Strategy & Leadership

Heirs

September 17, 2014

North America

September 17, 2014

North America
Janie Hulse

Senior editor

Janie Hulse is a senior editor with The Economist Intelligence Unit's Thought Leadership team. Before joining the EIU, Janie worked with The Economist Group and other organizations as a freelance correspondent and consultant based in Buenos Aires, Argentina. She has also held managerial roles in the areas of marketing and research with US global companies and within US Government agencies. She holds a master's degree in economic development from the London School of Economics and a bachelor's in industrial relations from Cornell University.

How Generation X and Generation Y are transforming charitable giving

Engaged heirs

Young heirs and heiresses are a unique subset of society, and this distinction holds true for their roles as philanthropists as well. These young heirs are steeped in their family’s tradition of giving from an early age, and yet they form part of a new generation with fresh ideas about charitable giving. 

Portrait: Alexis Feldman

Age: 32
Hours volunteered in 2013: More than 250
Focus: Cancer research and Jewish causes
Goal: To make an impact and give back to her community 

In Alexis Feldman’s early 20s, donating money here and there to various charities was about the full extent of her philanthropic activity. But now, Ms Feldman, who works for her family’s business, New York-based Feldman Realty Group, is busier than ever as chair of the Cancer Research Institute’s Young Philanthropists Council, which she founded in 2008. She also helps run her two family charitable foundations, the Milton and Sylvia Feldman Foundation and the Seymour Feldman Foundation, both of which focus on health-related issues and Jewish causes.

So what precisely happened to spur her engagement in the philanthropic world? In the summer of 2008, Ms Feldman accompanied her father to meet Dr Jill O’Donnell-Tormey, CEO and director of scientific affairs at the Cancer Research Institute.

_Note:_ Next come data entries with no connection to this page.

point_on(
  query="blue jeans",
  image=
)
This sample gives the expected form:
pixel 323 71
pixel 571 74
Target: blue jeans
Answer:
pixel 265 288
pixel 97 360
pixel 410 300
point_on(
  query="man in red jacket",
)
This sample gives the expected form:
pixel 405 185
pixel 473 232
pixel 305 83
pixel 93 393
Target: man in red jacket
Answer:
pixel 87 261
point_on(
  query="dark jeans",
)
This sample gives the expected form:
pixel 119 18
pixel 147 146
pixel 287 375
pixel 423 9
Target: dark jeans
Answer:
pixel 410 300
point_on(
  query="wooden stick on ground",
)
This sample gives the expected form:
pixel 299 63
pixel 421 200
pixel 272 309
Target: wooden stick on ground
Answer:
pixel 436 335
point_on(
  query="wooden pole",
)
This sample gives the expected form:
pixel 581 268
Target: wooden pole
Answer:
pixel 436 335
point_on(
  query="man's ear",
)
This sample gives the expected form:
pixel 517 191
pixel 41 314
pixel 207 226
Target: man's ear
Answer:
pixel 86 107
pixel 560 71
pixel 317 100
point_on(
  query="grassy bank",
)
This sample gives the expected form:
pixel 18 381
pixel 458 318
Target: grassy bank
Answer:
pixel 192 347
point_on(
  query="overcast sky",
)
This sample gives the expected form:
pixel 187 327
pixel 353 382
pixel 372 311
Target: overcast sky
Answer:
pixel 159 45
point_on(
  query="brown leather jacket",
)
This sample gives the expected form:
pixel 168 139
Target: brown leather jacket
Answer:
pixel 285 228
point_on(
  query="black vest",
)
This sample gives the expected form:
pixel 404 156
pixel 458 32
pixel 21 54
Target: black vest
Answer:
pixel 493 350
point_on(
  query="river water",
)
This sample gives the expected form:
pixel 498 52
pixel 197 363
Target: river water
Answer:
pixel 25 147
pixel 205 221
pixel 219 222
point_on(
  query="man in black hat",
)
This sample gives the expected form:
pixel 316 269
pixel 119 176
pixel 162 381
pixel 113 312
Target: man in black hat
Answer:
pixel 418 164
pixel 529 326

Ms Feldman, who has lost three of her grandparents to cancer, expected to be interested in the discussion—but she never expected to get hooked. “Back in 2008, unless you were in the cancer research world, you probably had never heard the term ‘immunotherapy’,” she recalls, referring to a type of cancer treatment centred on the body’s own natural defences against disease. “I certainly had not, and neither had my father. We were both intrigued and impressed with CRI’s mission and the passion Jill had.”

That fall, Ms Feldman was asked to create the Young Philanthropists Council, a junior board for the Cancer Research Institute. “This was my opportunity to take an active role in philanthropy, and I jumped at it,” she explains. Today, she continues to chair the Young Philanthropists Council, a personally rewarding role—and one that takes a lot of time and energy.

When Ms Feldman reflects on her family’s involvement in philanthropy, she is struck by how similar she is to her parents and grandparents. “We all agree it is important to give back in any way, big or small,” she says. “And we are all driven to donate to causes in the cancer and the medical world and to Jewish organisations.” Where they differ though, she says, is that while her parents give more money, she is more involved behind the scenes. And that just might make Ms Feldman the quintessential next-gen philanthropist: heavily influenced by previous generations of givers and yet stylistically distinct from them, as well.